第9話~専門学生(就活)

 2年生。N倉くんと別れて目の前にあったのは就職活動だった。私はそれに手をつけた。若い証拠。何かをしていないとどうにかしてしまうとでも、潜在意識が動いたのだろうか。


 就職面接のため、学校では毎日「笑顔、笑顔、笑顔…」と先生は言った。呪文にしか聞こえなかった。でも私は笑った。笑いたくなんかないのに。私は頑張った。頑張りたくなんかないのに。


 N倉くんに夢中だった1年生。勉強なんてしてこなかった。だから就活時には何の資格も持っていないし、ボランティアなどの目立った活動もしていない。武器が何もないまま就活をしていた。

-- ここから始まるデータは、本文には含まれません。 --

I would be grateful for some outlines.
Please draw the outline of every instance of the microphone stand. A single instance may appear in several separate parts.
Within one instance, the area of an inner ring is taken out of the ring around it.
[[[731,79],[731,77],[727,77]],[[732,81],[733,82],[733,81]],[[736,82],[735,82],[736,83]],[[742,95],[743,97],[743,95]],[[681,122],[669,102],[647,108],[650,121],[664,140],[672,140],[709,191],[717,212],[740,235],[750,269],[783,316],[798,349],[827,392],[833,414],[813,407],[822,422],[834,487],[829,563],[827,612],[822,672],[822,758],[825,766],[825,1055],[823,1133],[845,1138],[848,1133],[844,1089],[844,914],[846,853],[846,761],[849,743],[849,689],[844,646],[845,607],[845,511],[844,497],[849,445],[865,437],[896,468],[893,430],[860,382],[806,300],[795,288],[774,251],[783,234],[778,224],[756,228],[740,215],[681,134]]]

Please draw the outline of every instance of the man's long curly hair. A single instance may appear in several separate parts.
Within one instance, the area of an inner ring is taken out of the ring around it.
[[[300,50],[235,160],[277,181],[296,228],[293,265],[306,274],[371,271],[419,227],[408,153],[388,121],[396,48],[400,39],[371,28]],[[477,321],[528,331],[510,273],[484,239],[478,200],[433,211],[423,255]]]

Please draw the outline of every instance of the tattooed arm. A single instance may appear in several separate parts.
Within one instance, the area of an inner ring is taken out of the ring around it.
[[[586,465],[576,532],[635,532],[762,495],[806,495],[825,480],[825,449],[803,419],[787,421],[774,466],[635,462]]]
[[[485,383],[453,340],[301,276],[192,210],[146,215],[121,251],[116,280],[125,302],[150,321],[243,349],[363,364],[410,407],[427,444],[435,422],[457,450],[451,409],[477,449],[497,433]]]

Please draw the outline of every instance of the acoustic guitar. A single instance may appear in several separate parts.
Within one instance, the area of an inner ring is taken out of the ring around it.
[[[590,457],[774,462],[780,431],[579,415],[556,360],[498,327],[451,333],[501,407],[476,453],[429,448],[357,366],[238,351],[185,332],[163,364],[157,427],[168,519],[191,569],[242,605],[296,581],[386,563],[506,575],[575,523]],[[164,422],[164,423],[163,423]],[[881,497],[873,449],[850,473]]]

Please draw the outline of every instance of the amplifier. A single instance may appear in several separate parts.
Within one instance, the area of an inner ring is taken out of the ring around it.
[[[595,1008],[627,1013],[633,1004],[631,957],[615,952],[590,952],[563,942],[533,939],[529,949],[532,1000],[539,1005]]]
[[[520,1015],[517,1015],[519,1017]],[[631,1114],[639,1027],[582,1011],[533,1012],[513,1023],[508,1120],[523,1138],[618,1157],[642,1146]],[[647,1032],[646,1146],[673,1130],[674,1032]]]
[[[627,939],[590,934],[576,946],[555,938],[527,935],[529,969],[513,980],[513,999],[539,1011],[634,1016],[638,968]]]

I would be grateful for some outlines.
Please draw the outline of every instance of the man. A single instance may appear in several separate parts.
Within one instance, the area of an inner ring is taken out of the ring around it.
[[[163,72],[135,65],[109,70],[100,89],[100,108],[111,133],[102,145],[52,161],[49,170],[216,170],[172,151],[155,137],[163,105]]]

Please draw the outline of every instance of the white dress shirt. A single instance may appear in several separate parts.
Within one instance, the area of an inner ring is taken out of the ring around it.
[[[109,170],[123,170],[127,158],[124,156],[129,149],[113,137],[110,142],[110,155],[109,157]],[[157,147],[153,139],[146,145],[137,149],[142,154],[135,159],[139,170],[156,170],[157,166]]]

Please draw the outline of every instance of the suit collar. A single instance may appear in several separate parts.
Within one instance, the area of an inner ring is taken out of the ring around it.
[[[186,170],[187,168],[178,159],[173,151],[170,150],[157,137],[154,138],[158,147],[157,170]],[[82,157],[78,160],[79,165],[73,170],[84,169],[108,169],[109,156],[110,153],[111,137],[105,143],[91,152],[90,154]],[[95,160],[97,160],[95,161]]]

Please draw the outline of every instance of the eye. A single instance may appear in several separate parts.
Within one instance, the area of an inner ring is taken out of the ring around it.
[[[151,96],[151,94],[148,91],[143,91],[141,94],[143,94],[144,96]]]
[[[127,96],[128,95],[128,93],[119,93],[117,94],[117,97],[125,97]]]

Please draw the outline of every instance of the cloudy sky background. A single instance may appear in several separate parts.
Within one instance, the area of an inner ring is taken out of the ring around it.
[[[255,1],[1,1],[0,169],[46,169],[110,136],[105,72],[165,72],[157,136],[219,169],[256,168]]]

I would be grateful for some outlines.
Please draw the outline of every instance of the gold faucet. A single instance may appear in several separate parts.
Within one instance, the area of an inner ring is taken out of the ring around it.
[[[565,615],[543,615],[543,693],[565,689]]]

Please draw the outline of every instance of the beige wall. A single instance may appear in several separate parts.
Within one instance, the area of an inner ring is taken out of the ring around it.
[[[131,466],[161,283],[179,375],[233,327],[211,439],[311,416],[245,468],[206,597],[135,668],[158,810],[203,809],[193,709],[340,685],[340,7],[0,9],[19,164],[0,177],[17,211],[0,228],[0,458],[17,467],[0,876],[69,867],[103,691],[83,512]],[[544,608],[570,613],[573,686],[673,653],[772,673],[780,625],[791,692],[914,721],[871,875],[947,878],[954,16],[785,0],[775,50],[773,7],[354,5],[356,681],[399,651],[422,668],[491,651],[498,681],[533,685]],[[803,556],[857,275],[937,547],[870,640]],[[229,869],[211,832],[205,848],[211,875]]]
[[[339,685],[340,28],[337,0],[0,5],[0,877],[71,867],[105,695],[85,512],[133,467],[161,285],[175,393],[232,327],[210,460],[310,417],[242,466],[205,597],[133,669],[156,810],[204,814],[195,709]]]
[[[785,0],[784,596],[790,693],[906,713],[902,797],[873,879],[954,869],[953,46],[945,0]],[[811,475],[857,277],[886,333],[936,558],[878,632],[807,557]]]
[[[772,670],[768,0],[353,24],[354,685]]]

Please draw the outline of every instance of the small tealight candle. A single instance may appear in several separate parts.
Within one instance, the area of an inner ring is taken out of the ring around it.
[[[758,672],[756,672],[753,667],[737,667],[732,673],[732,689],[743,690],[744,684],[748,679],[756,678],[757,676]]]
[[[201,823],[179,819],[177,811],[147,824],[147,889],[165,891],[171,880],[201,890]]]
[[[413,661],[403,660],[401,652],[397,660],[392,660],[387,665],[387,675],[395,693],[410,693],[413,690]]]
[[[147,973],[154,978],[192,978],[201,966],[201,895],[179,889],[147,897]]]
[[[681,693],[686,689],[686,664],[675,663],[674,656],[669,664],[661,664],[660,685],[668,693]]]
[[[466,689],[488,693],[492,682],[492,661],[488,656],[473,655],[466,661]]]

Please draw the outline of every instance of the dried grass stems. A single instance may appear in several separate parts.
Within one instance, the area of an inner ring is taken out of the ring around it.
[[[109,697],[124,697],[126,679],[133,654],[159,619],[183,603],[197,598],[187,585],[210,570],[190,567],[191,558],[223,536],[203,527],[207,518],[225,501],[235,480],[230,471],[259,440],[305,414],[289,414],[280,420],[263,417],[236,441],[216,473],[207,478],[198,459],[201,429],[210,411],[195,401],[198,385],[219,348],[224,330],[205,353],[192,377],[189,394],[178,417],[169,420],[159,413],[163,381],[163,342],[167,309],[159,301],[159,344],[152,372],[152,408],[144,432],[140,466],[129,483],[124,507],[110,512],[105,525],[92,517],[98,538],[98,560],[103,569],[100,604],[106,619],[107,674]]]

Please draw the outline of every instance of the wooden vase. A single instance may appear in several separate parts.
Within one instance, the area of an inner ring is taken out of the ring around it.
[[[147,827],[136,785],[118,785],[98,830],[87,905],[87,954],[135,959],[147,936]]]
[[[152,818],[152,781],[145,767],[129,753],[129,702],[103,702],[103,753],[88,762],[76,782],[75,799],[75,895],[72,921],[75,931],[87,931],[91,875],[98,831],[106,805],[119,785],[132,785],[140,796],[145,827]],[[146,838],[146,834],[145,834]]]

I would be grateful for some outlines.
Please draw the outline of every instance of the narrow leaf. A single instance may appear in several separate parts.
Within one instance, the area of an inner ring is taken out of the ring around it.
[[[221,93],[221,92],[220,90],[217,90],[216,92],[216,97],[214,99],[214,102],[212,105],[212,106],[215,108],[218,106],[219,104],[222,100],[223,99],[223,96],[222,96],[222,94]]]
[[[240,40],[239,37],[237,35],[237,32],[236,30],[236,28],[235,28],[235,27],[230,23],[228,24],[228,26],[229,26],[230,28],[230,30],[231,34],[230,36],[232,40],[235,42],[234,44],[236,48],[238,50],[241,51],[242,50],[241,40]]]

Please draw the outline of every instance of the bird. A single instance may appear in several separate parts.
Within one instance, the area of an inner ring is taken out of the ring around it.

 それでも頑張った。エントリーシートは辞書を片手に、自分の思い付いた言葉の意味を一語一語辞書で調べ分析し、それをまとめて書き上げた。髪型も変えた。先生に『あなたはその髪型は老けて見える』と駄目出しされたからだ。背の低い女子はヒールが7センチ以上のパンプスを履きなさいと教わる。私は背が低い。7センチのヒールは足が痛かった。アイシャドウ、チーク、口紅も先生に言われた通りの色に変えた。立ち居振る舞いは家でも練習し、敬語は目と頭と口で覚えた。




 頭も要領も悪くなったのはこの頃からか。




 就活は人生の中で一番頑張ったと、今でも胸を張って言える。でもうまくはいかなかった。当然だ。面接を、受けては落ち、活動を止め、その繰り返しだった。